If there is anything that I have enjoyed about being in software, it is the inexorable change, and emergence of new technologies and opportunities. I am often heard saying, “I love living in the future.” Just looking at the past few years, the advent of virtualization and cloud computing has opened up new job types, areas of expertise and ways to make money or find satisfying employment.
One area in particular has emerged recently, a field of mathematics reborn with a revised focus. It is an area that requires skills in data transformation, advanced mathematics, programming, cloud and several other disciplines. As an added attractor, proper application of this technology can truly appear like magic. The field of which I speak is the emerging area of machine learning.
Machine learning encompasses so many areas because there are so many things one must do in order to create a successful outcome. Data, the raw goods for a successful machine-learning deployment, is once again at the center of the action. Over the past few years, the meteoric rise of Hadoop (MapReduce), NoSQL databases and ETL companies (extract/transform/load) has resulted from organizations realizing that the massive amounts of data they had been data-warehousing just might be useful for determining buying patterns, reducing field service time, maintaining SLAs and so on. Companies such as Tableau, along with tools from Microsoft (including Power BI), have made headlines as consumers of large data sets use them to finally make sense out of the oceans of data on hand.
The early tools we have now will pale in comparison to the next step of data evolution. Machine learning promises to offer significant advantages to businesses willing to invest the time and effort to create tangible results. Today, that investment can be sizeable, but the cost to get there is already declining due to new companies and technologies entering in the space. With a decreasing number of steps from data to insight, a broader set of organizations will seek qualified computer and data scientists who can make magic out of data.

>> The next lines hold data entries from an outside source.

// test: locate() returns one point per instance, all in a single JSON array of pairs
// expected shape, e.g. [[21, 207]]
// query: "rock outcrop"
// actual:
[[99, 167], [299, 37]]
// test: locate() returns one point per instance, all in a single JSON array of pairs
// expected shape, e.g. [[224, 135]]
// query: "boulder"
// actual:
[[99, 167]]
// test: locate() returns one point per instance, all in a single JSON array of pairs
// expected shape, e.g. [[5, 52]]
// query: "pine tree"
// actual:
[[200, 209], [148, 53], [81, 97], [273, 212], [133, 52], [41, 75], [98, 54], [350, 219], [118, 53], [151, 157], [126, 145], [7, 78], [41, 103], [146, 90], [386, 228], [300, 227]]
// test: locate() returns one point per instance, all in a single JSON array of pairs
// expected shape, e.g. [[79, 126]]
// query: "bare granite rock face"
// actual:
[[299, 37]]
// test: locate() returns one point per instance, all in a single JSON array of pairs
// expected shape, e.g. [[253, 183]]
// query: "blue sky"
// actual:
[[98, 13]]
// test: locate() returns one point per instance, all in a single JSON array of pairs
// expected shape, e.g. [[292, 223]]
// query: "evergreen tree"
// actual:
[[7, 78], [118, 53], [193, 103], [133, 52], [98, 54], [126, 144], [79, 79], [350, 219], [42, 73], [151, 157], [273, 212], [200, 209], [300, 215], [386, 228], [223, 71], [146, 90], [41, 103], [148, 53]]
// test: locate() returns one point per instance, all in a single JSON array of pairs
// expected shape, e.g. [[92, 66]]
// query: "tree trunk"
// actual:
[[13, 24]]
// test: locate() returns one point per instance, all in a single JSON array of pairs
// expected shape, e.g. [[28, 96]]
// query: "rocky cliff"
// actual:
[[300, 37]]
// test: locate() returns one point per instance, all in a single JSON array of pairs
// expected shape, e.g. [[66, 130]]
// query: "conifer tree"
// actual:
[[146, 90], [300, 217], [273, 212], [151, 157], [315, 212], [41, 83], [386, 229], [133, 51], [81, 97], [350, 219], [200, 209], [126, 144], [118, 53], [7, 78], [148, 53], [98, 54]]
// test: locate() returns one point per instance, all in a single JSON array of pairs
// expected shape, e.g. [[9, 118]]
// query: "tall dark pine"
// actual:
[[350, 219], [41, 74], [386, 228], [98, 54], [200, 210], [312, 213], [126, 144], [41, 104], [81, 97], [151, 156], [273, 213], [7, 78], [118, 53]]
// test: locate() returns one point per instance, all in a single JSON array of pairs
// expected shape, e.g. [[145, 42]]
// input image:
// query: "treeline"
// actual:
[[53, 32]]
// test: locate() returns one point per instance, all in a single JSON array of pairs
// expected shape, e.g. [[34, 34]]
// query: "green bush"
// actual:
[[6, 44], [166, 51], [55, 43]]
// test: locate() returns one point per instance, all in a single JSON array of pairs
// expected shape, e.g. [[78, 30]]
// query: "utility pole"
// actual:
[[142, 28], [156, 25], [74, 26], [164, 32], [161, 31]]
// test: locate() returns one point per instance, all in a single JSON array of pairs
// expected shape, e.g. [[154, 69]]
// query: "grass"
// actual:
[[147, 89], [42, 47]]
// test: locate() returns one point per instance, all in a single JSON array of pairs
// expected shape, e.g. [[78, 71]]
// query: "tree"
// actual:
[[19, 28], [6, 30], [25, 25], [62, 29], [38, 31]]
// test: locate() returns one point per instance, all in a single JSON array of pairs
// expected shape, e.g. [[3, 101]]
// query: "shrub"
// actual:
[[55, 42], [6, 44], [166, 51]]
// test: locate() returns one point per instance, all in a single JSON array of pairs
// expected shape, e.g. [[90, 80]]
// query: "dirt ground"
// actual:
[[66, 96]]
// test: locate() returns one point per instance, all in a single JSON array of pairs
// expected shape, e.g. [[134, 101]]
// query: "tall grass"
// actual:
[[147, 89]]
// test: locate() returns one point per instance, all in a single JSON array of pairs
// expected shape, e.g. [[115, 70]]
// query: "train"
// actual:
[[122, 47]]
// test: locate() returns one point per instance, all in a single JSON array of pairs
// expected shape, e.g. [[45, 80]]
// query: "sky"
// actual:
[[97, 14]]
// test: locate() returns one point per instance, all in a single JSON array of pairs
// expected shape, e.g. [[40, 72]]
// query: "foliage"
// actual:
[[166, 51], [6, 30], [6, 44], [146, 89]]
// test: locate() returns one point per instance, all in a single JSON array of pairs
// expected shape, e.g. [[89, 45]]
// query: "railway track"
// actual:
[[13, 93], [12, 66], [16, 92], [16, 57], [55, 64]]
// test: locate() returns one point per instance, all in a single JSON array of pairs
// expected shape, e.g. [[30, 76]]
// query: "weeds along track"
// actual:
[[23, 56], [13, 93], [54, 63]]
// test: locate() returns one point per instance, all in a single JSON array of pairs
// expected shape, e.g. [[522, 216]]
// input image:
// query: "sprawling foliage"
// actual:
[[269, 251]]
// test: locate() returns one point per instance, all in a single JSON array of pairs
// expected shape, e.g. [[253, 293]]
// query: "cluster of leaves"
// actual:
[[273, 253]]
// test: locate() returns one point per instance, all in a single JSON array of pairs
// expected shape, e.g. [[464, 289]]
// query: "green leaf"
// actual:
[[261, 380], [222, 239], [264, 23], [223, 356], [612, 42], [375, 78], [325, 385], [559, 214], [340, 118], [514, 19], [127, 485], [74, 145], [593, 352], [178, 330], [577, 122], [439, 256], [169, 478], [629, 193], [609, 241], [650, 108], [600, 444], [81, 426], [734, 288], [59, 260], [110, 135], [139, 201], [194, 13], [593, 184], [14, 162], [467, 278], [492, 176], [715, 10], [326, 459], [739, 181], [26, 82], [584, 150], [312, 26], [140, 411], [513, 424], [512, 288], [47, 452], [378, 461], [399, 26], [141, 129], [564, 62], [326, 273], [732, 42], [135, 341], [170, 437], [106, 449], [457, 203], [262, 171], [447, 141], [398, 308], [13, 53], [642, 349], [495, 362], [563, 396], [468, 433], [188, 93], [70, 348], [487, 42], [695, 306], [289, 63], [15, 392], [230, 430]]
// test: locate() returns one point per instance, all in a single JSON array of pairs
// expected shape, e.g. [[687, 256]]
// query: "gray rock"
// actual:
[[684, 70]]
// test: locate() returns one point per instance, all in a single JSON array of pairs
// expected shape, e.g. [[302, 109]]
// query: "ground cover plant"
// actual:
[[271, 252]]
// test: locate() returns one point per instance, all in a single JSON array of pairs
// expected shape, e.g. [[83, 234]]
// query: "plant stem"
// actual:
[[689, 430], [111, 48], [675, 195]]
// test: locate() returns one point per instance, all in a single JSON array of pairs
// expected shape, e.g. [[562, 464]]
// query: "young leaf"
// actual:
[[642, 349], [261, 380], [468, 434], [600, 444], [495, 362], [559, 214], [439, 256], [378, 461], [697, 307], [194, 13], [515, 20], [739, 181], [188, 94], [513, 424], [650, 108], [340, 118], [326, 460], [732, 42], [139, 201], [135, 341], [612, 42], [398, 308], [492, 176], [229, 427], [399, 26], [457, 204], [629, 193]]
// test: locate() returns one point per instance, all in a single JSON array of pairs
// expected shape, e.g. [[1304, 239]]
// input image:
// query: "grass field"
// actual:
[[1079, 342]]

Machine learning projects go through several stages as a precursor to success. I’ve already mentioned the pure data aspects required (ETL and data jockeying), which means employment/startup opportunities in those areas will be many and varied. It’s the next step, an evolution of mathematics, which offers more hybrid computing opportunities. If you haven’t heard the term ‘Data Scientist’ before, you most likely will soon. Data scientists have the background to take reams of data, run it through a set of algorithms, and emit predictions that appear almost magical. But to understand the magic, one must understand the kinds of things being created by machine learning.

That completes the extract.